Up to $50,000 was offered to the person or persons who called in the tip that led police to Facebook shooter Steve Stephens.

But who is actually going to get the money? How much will they get? And who makes the decision?

WKYC's Consumer Investigator Danielle Serino found out how the rewards system works, and let's just say... it's complicated.

Every agency has its own way of doing things, and in some cases, the tipster won't get anything at all.

In fact, we found out, whoever was directly involved, may only get a small portion of the reward money that was offered by the Federal Bureau of Investigation, Bureau of Alcohol, Tobacco, Firearms and Explosives and U.S. Marshals Service.

None of those agencies will give any specifics on the tipster or tipsters, citing policy.

What we do know is the tipster is an employee at an Erie, Pennsylvania McDonald's. When Stephens came through the drive-thru, the employee recognized him and stalled him, telling him his fries weren't ready to give another employee time to call 911.

Stephens fled when police arrived and shot and killed himself a short time later.

The only agency that confirms they will pay a reward is the U.S. Marshals Service, which has pledged up to $10,000 to the total amount.

The FBI's portion of the reward is up to $30,000. We learned what they give is based upon the arrest and, here's the key word: ”successful prosecution” of a fugitive. But since Stephens committed suicide, this is a unique case.

“We'll interview people. Once that happens, of course FBI agents that are involved with the case, along with administration, also headquarters in D.C., will make that determination if it’s going to happen and how much is going to be paid to whom," said FBI special agent Vicki Anderson.

The Bureau of Alcohol Tobacco and Firearms told us in a phone call that it’s offered up to $10,000 and will make its decision on who will get what, if anything, after talking with the other agencies involved.

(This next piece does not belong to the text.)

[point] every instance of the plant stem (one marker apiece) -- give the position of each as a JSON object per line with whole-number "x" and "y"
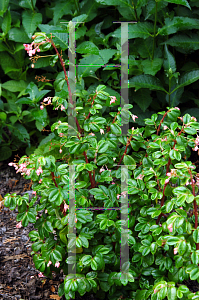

"The folks that are doing the investigation will sit down and look where any tips may have come from, how productive those leads were, and they'll work from there,” said Suzanne Dabkowsky of the ATF.

There's also Crime Stoppers. They may contribute more money, and they don't need a conviction, just an arrest of a wanted felon and/or indictment.

Anyone who calls can remain anonymous. That's because you're only assigned a code number. You use that number to call back to check on the status of your report. The agency’s board of directors decides whether a payout is warranted, and you could get up to $2,500 in cash.

Crime Stoppers tells us that since 2010, tipsters have helped them make 1,080 arrests, and since 1984, the agency has paid out $1.4 million. Those numbers could have been much higher because, believe it or not, many people don't ask for the reward.

WKYC also asked the other agencies for statistics on the average percentage they pay out of total rewards offered, but couldn't get an answer. The FBI did confirm, though, you have to pay taxes on any money you get.